Entre as medidas estão a ampliação das exigências relacionadas à capacidade econômico-financeira das empresas nas licitações; a elevação dos percentuais mínimos de patrimônio líquido e capital circulante líquido; o aumento da garantia contratual para 10% do valor do contrato; e a revisão do Decreto nº 52.215/2014, que possibilita o pagamento direto aos prestadores em situações de inadimplência da empresa contratada.
Também foi destacado o Sistema de Gestão de Contratos Públicos (GCP), utilizado para ampliar o acompanhamento dos contratos e a fiscalização das verbas trabalhistas.
“Combater o dumping social não é exigir mais documentos, é desenhar o contrato de modo que cumprir a lei seja a estratégia vencedora”, sintetizou Cruzeiro.
IGAS RS defende prevenção e responsabilidade compartilhada
Para o vice-presidente do IGAS RS, Candido Luis Teles da Roza, o dumping social deve ser compreendido como uma prática de gestão empresarial incompatível com a legislação e com a boa-fé nas relações econômicas, especialmente quando utilizada de forma reiterada para reduzir artificialmente custos, ampliar lucros e conquistar mercado.
Ele também destacou a importância da atuação dos órgãos contratantes na prevenção do problema, sem retirar das empresas prestadoras a responsabilidade pelo cumprimento de suas obrigações. “O Estado, na condição de contratante, é mutuamente responsável pelos impactos indiretos, o que não significa ser exclusivamente responsável. Deve se exigir e apoiar que os fornecedores cumpram o seu papel na cadeia.”
Segundo Teles da Roza, embora seus efeitos sejam sentidos diariamente por empresas, trabalhadores e gestores públicos, o dumping social ainda recebe atenção insuficiente. Por isso, espaços como a Jornada cumprem o papel de aproximar instituições e transformar o diagnóstico do problema em propostas concretas.
Precarização do trabalho está entre as principais consequências
O superintendente regional do Ministério do Trabalho e Emprego no Rio Grande do Sul, Claudir Nespolo, ressaltou a necessidade de valorização dos trabalhadores terceirizados e das empresas que mantêm suas obrigações em dia. “Eventos como esse são importantes para avançarmos no debate, analisar as medidas já em execução e propor novas, já que o tema muda a todo instante.”
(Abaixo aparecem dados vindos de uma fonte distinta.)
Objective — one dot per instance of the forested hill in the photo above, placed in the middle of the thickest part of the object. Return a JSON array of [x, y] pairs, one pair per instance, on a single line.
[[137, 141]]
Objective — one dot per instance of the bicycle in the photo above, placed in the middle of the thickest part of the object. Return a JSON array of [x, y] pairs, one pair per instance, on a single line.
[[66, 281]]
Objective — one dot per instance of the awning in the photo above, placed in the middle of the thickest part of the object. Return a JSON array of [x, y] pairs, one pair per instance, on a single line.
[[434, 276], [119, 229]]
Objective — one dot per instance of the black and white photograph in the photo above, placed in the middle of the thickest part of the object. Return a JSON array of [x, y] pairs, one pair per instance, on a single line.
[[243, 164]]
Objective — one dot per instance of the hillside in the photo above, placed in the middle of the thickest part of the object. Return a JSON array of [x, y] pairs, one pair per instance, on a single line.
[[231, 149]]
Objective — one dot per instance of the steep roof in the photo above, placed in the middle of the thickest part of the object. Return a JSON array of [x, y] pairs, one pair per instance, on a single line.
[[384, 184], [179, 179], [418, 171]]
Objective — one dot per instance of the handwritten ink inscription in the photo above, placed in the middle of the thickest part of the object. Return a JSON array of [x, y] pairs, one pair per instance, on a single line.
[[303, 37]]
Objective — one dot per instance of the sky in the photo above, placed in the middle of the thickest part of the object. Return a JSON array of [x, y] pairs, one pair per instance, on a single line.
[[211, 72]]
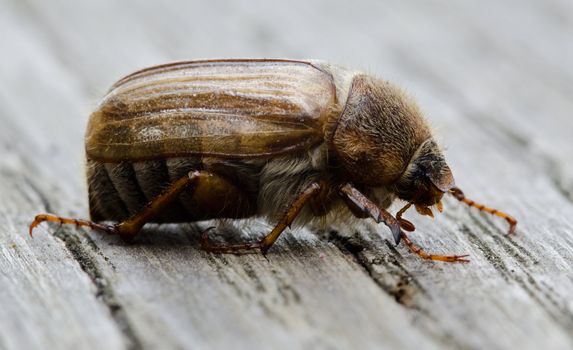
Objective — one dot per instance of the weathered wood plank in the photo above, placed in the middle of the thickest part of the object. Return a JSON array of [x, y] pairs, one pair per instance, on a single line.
[[493, 77]]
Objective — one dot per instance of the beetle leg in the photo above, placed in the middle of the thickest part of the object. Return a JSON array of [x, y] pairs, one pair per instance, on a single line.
[[264, 244], [356, 201], [130, 227], [456, 192]]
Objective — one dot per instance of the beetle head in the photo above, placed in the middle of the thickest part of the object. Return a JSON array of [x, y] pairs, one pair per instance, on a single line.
[[426, 178], [378, 132]]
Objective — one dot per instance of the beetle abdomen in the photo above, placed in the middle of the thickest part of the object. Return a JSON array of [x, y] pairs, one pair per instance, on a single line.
[[119, 190]]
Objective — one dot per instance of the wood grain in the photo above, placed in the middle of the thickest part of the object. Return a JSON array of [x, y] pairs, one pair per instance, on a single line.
[[494, 78]]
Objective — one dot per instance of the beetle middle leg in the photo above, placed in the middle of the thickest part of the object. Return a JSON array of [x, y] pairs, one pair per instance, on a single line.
[[263, 245]]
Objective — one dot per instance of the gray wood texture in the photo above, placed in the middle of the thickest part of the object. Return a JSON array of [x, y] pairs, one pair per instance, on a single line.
[[494, 78]]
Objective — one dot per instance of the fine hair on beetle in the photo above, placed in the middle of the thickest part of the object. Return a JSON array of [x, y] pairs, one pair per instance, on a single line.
[[290, 141]]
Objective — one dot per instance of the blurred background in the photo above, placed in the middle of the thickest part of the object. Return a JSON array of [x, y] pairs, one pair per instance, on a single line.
[[494, 78]]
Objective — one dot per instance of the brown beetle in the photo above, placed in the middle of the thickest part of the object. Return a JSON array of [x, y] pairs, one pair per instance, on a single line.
[[279, 139]]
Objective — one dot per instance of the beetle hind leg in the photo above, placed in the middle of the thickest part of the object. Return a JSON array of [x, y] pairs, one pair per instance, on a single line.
[[129, 228]]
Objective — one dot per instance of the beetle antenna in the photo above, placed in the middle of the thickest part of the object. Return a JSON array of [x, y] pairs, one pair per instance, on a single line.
[[77, 222], [459, 194], [405, 224]]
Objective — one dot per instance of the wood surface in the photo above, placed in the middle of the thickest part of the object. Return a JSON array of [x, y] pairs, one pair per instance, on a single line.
[[494, 78]]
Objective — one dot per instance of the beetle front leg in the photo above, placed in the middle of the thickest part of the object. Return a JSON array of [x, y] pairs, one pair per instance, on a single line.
[[359, 203], [263, 245]]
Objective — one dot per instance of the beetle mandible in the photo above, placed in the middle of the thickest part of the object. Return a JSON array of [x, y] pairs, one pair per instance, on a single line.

A dimensão econômica e social do problema também foi abordada pela economista Lúcia Garcia, do Instituto do Trabalho e Transformação Social (ITTS) e do DIEESE.
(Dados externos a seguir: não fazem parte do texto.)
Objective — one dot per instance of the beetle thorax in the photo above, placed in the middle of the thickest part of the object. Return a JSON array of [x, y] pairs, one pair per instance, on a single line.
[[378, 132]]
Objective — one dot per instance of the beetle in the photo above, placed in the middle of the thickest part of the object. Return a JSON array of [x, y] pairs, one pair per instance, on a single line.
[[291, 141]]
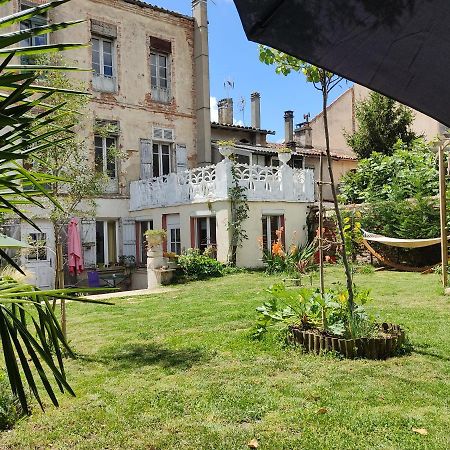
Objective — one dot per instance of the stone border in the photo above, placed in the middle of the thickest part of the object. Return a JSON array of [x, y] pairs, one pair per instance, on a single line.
[[370, 348]]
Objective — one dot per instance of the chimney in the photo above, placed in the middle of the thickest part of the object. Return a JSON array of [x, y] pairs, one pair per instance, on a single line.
[[202, 89], [303, 135], [256, 110], [225, 107], [288, 127]]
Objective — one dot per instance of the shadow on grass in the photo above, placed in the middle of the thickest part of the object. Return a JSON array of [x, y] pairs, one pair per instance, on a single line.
[[430, 353], [149, 354]]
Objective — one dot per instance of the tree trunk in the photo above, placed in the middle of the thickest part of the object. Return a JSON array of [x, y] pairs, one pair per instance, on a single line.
[[59, 279], [335, 200]]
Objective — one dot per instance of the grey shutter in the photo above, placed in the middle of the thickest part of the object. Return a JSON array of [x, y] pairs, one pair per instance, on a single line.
[[88, 241], [128, 236], [146, 159], [181, 157]]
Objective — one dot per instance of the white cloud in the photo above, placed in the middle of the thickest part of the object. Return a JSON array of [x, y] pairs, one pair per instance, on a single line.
[[214, 109]]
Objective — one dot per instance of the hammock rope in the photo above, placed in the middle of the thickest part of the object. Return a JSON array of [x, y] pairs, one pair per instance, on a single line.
[[395, 242]]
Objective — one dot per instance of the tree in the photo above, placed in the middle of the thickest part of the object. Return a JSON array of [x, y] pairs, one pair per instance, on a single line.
[[381, 123], [31, 337], [324, 82], [409, 172]]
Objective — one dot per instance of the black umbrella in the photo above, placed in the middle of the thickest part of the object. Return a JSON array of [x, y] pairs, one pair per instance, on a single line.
[[400, 48]]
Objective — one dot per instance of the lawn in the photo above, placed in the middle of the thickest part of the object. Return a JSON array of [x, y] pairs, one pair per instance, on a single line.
[[178, 371]]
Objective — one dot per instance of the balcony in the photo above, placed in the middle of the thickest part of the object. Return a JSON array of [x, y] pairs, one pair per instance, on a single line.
[[212, 183]]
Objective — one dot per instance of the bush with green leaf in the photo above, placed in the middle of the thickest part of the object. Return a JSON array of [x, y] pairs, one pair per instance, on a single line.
[[308, 309], [10, 409], [381, 123], [199, 267], [410, 171]]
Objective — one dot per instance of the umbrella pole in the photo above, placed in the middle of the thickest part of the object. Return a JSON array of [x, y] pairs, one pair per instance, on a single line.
[[320, 237], [60, 285], [443, 215]]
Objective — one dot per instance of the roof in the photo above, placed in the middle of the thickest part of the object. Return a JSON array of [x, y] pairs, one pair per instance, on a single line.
[[157, 8], [343, 154], [240, 127]]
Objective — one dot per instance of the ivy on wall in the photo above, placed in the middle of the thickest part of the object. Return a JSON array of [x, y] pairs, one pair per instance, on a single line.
[[239, 214]]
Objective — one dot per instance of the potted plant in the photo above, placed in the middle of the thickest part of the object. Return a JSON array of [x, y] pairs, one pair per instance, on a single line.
[[322, 323], [154, 240], [284, 154], [226, 148]]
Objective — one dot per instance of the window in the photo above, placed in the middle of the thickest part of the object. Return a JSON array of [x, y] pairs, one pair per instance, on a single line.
[[270, 225], [34, 41], [38, 242], [242, 159], [104, 161], [160, 61], [173, 233], [103, 64], [161, 154], [259, 160], [205, 232], [106, 241], [141, 228], [296, 162]]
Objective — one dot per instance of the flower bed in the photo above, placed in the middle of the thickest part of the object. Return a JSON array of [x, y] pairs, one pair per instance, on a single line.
[[390, 339]]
Ela definiu o dumping social como uma dinâmica na qual a redução de custos decorre do descumprimento reiterado de direitos trabalhistas. Nesse cenário, a vantagem concorrencial deixa de ser resultado de produtividade, inovação ou eficiência empresarial e passa a ser obtida por fatores considerados espúrios.
Entre os principais efeitos estão a precarização das condições de trabalho, o aumento das desigualdades sociais, a erosão dos mecanismos de proteção social e o enfraquecimento das instituições trabalhistas.
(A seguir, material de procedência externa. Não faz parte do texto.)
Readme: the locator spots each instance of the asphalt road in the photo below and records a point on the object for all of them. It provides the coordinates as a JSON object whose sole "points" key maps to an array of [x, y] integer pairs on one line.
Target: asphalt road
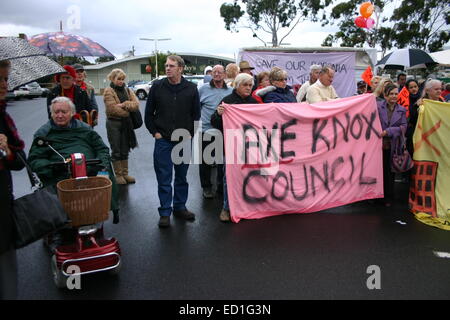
{"points": [[323, 255]]}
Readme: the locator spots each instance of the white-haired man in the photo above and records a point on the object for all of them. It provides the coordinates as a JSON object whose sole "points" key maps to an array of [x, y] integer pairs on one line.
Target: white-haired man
{"points": [[322, 90], [314, 72], [211, 94]]}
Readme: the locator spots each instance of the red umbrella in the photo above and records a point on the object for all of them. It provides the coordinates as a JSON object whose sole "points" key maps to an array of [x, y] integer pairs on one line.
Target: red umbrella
{"points": [[66, 44]]}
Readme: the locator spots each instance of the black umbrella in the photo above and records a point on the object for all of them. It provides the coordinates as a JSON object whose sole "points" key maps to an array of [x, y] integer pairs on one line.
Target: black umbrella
{"points": [[28, 63], [406, 59]]}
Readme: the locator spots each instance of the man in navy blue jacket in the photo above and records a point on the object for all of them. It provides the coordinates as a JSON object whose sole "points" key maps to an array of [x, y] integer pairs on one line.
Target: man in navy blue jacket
{"points": [[173, 103]]}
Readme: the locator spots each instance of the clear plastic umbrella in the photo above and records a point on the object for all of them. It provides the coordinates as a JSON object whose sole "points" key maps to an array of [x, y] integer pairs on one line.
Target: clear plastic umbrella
{"points": [[28, 63]]}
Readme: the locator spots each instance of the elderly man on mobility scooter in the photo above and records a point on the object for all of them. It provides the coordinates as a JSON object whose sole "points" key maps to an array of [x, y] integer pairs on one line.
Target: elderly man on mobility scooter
{"points": [[68, 136]]}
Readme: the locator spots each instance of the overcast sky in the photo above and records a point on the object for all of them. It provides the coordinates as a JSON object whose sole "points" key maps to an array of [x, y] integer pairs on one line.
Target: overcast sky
{"points": [[193, 25]]}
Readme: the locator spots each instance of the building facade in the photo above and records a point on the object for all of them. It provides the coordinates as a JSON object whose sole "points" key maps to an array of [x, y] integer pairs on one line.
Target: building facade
{"points": [[135, 68]]}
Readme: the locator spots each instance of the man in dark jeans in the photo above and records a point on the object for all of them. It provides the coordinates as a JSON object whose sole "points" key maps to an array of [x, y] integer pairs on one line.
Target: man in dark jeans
{"points": [[211, 94], [173, 103]]}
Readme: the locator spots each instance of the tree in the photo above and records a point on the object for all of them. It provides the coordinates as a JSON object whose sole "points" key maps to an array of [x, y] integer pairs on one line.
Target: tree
{"points": [[270, 16], [421, 24], [426, 28], [103, 59]]}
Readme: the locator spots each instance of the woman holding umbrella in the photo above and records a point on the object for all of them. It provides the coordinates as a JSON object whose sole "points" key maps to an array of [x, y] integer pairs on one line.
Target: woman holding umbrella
{"points": [[10, 146], [20, 63], [432, 90], [393, 123]]}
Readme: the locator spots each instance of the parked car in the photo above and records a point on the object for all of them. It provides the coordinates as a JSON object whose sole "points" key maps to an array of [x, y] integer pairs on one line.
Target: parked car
{"points": [[10, 95], [132, 83], [45, 92], [197, 79]]}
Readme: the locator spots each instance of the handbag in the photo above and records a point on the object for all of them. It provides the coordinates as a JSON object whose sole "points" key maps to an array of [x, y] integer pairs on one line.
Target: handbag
{"points": [[401, 160], [37, 214], [136, 119], [135, 116]]}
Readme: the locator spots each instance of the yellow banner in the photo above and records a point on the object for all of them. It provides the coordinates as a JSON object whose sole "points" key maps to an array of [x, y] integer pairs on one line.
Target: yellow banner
{"points": [[429, 197]]}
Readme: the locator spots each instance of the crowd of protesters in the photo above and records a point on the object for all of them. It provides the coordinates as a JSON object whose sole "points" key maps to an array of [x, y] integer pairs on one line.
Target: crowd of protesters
{"points": [[175, 103]]}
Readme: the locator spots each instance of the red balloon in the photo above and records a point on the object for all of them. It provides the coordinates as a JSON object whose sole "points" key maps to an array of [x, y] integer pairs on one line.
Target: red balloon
{"points": [[360, 22], [366, 9]]}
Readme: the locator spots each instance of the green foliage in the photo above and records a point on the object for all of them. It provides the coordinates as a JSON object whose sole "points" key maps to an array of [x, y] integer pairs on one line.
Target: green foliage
{"points": [[162, 57], [270, 16], [422, 24]]}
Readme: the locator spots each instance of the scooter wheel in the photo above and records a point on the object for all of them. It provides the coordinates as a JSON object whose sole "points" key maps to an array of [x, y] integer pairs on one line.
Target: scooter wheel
{"points": [[58, 277], [116, 270]]}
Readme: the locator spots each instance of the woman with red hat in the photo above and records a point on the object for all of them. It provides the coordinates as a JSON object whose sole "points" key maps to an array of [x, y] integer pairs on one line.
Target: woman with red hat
{"points": [[66, 87]]}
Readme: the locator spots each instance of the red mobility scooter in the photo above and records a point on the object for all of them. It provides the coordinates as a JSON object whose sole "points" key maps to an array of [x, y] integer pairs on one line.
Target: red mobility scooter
{"points": [[87, 201]]}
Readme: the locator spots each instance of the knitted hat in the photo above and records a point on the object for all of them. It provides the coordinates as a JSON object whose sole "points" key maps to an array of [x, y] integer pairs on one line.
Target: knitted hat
{"points": [[70, 70]]}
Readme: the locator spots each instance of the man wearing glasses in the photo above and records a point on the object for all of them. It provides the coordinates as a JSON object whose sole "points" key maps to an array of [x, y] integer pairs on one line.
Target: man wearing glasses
{"points": [[282, 93], [211, 94], [322, 90], [172, 103]]}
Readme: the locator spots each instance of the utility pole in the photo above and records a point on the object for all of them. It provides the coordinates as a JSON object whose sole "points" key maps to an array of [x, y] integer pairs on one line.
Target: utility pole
{"points": [[156, 50]]}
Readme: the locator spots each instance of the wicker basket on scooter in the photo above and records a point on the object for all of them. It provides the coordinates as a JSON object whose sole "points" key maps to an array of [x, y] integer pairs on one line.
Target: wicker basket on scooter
{"points": [[86, 201]]}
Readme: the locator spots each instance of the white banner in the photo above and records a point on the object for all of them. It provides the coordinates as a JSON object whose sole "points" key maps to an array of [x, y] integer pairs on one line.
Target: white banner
{"points": [[297, 66]]}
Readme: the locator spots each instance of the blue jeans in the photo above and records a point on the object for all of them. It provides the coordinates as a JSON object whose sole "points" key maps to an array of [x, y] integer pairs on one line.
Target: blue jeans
{"points": [[164, 166], [226, 206]]}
Diálogo para transformar diagnóstico em soluções
Ao reunir representantes do Judiciário, Ministério Público, Governo do Estado, Ministério do Trabalho, entidades empresariais, trabalhadores e especialistas, a II Jornada reforçou uma das principais premissas defendidas pelo IGAS RS: o enfrentamento ao dumping social depende de uma atuação articulada de toda a cadeia envolvida nas contratações.
Mais do que identificar empresas que descumprem obrigações, o desafio está em aperfeiçoar editais, critérios de contratação, mecanismos de fiscalização e instrumentos de prevenção para evitar que propostas baseadas no descumprimento da legislação sejam transformadas em vantagem competitiva.
Para o IGAS RS, esse diálogo permanente entre poder público, empresas, trabalhadores e instituições de fiscalização é fundamental para construir um ambiente de negócios mais equilibrado, proteger direitos e garantir que eficiência, qualidade e cumprimento da legislação sejam os verdadeiros diferenciais competitivos do setor de serviços terceirizados no Rio Grande do Sul.